宋孝宗乾道六年(1170)八月初一、初二两日,陆游在溯江西上、赶赴夔州通判任的途中,分别经过小孤山与大孤山,并以日记形式写下《过小孤山大孤山》。这篇游记并非一般的山水描摹,而是一次循着江流,对两座江中孤峰的精密“寻踪”。它如一幅徐徐展开的画卷,又似一部节奏分明的纪录片,带我们亲历了那次由远及近、由表及里的江上勘察。
寻踪之旅的起点,并非小孤山,而是烽火矶。舟行江中,远望此山不过“突兀而已”,然而一旦泊舟细察,奇景便扑面而来:“嵌岩窦穴,怪奇万状,色泽莹润”,更有孤石“杰然特起”,如宝石屏风。这番由粗略到精细的观察,为后文鉴赏双峰奠定了基调,也暗合了杜甫“幸有舟楫迟,得尽所历妙”的诗意。这不仅是写景,更是一种方法论:真正的美,需要驻足与凝视。
正式的主角小孤山,则在期待中登场。陆游首先将其置于坐标中:“过澎浪矶、小孤山,二山东西相望”。接着,他运用了精妙的对比与递进笔法。他将小孤山与金山、焦山等天下名山对比,断言“峭拔秀丽皆不可与小孤比”。然后,视线由数十里外拉近:“碧峰巉然孤起,上干云霄”,这是远观的孤绝气势;“愈近愈秀,冬夏晴雨,姿态万变”,这是近赏的无穷韵味。最终,他给出结论:“信造化之尤物也”。这番“寻踪”,从地理定位到美学比较,再到多维度品评,层层深入,确立了小孤山在作者心中不可撼动的地位。

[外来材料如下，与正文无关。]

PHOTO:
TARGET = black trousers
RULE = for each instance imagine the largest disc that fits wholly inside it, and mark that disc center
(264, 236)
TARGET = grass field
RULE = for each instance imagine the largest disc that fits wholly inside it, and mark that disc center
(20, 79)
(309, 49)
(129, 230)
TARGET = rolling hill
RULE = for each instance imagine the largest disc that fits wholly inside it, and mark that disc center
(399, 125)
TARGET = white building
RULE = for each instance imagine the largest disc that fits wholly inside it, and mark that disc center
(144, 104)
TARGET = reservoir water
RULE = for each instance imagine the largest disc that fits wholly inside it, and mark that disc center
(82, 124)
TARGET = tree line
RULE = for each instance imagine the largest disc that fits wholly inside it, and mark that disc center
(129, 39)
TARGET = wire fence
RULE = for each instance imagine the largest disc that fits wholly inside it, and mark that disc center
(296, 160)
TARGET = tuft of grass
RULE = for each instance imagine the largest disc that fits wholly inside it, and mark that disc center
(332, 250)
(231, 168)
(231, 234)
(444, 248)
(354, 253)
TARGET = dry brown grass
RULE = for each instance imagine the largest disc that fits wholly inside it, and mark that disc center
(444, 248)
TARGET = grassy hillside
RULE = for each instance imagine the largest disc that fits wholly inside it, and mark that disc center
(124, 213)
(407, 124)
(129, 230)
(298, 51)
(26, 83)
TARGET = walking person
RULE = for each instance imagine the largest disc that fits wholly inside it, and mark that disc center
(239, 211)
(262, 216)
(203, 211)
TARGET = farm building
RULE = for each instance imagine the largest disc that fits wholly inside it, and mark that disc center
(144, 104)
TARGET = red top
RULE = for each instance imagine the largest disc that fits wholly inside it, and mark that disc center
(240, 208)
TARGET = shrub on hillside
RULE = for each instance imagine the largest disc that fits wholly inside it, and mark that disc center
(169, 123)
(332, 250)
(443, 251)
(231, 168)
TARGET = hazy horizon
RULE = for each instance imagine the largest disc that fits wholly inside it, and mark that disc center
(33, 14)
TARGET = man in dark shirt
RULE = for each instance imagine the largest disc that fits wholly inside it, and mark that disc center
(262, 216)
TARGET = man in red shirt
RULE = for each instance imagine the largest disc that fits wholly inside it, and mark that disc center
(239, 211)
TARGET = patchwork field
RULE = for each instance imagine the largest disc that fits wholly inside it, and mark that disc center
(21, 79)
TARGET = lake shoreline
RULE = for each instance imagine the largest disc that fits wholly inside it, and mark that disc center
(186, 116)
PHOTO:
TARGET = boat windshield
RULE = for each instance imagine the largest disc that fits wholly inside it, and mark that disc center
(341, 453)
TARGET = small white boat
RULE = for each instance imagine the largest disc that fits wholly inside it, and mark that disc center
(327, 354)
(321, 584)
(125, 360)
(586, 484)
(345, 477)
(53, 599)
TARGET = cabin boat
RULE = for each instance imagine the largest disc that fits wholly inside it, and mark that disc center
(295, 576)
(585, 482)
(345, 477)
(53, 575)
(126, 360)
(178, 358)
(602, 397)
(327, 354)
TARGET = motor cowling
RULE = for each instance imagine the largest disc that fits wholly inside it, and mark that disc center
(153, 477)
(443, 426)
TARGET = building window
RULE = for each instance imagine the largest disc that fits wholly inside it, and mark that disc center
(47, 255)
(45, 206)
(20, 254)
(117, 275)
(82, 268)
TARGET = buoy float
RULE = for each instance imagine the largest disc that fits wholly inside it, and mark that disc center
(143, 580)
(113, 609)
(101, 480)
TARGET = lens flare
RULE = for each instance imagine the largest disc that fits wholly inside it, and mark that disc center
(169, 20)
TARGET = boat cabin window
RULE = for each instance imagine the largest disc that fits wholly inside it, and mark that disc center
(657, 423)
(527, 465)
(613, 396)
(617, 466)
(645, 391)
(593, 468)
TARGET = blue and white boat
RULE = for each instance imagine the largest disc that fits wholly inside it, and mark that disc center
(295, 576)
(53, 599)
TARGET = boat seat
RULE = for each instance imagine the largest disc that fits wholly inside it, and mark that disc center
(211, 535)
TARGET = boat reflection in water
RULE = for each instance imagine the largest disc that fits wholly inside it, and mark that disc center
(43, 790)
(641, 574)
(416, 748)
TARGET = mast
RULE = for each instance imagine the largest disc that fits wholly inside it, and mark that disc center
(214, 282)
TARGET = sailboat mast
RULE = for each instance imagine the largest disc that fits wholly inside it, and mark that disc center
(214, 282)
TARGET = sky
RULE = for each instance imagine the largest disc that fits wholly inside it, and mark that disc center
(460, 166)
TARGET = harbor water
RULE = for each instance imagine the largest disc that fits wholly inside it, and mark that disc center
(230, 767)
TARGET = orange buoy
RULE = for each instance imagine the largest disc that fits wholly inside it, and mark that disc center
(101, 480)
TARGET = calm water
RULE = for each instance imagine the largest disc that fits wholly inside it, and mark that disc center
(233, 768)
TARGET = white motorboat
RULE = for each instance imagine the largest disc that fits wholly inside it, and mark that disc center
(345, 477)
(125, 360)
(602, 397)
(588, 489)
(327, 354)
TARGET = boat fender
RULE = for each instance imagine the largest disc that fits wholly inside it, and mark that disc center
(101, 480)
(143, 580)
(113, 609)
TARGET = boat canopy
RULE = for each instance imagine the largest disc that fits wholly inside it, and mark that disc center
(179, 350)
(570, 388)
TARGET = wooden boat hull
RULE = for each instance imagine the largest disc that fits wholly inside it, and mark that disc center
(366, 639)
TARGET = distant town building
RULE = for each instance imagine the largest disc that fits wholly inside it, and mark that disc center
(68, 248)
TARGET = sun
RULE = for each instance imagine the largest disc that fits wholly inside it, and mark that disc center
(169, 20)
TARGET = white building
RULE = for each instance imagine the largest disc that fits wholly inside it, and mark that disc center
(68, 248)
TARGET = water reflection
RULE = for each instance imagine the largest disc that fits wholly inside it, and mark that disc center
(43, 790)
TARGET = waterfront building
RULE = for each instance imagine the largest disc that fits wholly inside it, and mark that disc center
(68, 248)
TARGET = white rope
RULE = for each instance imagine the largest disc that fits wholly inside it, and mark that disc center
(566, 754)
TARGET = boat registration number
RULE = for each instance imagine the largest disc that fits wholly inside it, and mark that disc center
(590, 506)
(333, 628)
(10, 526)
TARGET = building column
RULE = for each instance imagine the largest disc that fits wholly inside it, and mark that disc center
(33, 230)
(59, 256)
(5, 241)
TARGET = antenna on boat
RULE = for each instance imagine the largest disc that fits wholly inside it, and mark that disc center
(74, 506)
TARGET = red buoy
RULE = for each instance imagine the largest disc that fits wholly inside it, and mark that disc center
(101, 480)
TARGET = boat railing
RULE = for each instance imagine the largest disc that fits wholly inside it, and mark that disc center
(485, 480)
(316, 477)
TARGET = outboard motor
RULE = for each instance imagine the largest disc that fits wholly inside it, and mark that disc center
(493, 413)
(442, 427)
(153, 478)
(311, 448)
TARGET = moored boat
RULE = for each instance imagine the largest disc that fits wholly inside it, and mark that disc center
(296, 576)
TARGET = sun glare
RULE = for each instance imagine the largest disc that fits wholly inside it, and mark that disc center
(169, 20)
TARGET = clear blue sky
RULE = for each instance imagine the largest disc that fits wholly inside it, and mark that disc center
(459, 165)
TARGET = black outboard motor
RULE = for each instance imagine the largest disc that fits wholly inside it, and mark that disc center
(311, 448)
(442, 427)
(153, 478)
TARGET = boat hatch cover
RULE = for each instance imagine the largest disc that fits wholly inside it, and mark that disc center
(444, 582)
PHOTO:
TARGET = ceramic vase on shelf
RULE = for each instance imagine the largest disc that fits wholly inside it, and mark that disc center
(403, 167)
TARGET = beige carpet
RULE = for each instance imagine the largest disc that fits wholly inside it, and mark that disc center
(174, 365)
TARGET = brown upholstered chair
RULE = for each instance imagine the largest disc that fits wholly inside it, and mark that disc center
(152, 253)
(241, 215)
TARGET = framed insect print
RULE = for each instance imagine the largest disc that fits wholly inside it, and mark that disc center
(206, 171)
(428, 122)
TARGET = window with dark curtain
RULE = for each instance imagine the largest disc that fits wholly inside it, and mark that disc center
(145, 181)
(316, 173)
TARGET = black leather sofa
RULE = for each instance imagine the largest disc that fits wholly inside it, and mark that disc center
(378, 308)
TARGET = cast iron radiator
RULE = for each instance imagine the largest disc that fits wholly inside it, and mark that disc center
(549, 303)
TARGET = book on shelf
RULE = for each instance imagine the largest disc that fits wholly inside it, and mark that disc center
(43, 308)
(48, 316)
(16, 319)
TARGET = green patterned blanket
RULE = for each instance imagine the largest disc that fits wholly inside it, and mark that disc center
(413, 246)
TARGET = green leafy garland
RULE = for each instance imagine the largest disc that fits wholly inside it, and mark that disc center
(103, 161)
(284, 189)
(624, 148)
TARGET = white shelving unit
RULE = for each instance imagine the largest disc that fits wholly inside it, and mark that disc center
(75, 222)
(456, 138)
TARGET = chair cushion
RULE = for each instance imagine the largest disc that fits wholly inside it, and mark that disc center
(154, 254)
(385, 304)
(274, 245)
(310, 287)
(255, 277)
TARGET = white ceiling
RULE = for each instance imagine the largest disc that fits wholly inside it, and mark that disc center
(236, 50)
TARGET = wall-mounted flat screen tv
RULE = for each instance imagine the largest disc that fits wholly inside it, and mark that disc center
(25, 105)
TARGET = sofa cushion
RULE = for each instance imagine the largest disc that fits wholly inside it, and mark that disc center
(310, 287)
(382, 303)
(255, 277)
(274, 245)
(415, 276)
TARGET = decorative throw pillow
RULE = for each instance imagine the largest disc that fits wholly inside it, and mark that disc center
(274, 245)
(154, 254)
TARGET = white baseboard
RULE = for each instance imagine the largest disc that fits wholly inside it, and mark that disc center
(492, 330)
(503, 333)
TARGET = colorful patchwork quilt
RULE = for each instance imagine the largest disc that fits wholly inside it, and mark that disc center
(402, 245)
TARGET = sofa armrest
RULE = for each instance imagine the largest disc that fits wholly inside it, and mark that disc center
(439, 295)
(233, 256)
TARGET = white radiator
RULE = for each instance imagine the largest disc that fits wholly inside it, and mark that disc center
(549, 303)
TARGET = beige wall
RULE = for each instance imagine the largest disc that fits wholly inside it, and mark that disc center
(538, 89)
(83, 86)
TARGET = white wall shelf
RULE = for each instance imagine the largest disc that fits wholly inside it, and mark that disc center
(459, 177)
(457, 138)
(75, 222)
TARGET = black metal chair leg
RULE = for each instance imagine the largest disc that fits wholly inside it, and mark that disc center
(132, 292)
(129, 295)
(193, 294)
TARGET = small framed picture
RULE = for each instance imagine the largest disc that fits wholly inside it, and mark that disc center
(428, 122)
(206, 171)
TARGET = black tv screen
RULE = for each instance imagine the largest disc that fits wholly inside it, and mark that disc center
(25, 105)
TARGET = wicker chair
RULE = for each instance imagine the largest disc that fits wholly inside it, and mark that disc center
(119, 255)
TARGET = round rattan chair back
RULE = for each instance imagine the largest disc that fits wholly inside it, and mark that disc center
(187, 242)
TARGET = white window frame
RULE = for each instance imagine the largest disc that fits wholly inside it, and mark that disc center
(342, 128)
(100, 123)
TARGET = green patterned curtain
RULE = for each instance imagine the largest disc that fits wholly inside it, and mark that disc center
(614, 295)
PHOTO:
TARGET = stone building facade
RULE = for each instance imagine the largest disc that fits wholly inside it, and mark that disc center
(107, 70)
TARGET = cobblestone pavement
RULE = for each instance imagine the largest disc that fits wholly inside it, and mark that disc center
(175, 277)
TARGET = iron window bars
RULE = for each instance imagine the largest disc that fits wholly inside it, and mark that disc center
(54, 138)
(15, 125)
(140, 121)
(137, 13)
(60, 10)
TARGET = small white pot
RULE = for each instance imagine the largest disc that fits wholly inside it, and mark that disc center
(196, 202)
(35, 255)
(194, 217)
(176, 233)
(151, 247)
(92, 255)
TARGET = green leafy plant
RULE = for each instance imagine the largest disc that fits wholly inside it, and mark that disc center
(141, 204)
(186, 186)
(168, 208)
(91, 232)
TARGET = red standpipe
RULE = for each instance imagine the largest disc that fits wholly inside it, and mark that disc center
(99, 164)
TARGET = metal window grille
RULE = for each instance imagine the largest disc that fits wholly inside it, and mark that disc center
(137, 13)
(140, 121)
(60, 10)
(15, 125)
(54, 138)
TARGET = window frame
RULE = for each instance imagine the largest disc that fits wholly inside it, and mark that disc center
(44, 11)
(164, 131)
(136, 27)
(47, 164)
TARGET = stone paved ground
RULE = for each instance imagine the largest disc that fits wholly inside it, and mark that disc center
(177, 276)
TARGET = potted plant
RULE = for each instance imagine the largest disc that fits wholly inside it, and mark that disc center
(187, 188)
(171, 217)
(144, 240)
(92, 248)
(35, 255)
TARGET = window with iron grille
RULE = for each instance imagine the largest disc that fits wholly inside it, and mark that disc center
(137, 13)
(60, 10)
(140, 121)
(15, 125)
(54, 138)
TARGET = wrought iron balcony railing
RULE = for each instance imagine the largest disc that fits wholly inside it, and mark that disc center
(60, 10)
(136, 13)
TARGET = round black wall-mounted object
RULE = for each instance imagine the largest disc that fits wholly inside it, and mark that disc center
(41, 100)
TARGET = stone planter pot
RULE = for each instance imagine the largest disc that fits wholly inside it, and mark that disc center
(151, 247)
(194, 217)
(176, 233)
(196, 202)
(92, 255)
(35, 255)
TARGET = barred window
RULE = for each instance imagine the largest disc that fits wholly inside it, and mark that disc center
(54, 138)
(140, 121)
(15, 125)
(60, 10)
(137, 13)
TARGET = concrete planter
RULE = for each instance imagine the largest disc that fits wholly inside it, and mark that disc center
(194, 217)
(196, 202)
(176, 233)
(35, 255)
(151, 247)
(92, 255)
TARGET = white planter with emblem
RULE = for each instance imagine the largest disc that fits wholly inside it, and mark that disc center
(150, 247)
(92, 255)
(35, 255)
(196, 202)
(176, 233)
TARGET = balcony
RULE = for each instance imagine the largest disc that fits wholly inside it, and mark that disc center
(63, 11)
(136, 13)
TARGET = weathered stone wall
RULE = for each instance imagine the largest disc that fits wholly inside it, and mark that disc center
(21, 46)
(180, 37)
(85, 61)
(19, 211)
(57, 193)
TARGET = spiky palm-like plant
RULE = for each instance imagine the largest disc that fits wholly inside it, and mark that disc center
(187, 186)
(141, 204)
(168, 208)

陆游的“寻踪”不止于自然形胜,更延伸至人文遗迹与历史传说。他遗憾于山上祠宇的“极于荒残”,设想若能稍加修葺,必“高出金山之上”。他探访惠济庙,记录张浚修葺的旧事;他提及澎浪矶的别祠与“浪涌”的得名缘由。最有趣的是,他引用了“舟中估客莫漫狂,小姑前年嫁彭郎”的民间诗谣,又冷静地考证“实不然也”,戳破了小姑、彭郎互为塑像的浪漫附会。这种对传说的记录与辨伪,为孤峭的山峰平添了烟火人气与历史纵深,使寻踪的内容更为厚重。
当笔触转向大孤山,寻踪的视角发生了战略性转移。如果说写小孤是聚焦于山体本身的“秀丽”,那么写大孤则着重其与环境的依存关系。大孤山“状类西梁”,其奇在于“四际渺弥皆大江,望之如浮水面”。作者不再强调山峰的峭拔细节,而是突出其矗立于浩渺鄱阳湖口的独特位置感,宛如一颗浮于水面的印章。至此,江中双峰的形象完成了互补:小孤以峭拔秀美胜,是江心的碧玉簪;大孤以浑茫雄阔胜,是湖口的镇水印。
寻踪的尾声,落于对水文的细腻观察。在湖口,长江水浑浊,需以杏仁澄清;而分出的南江“极清澈”,两水合流处“如引绳,不相乱”。晚泊湓浦,又见其水“甚清,不与江水乱”。这些看似闲笔的记录,实则是地理寻踪的实证精神体现,将山水之趣与自然之理融为一体。
通观全文,陆游的“寻踪”始终在移动的舟船上进行,空间与时间线索清晰。他从烽火矶的奇石起笔,至小孤山的秀丽与人文,再经彭蠡口的开阔,终于大孤山的雄奇与江水的清浊之辨。这趟旅程,不仅是地理位置的移动,更是审美体验的层层累积与认知的不断深化。他用文字为我们完成了一次穿越时空的导览,让“孤屿擎天”的江中双峰,永远定格在《入蜀记》那从容而深情的笔调里。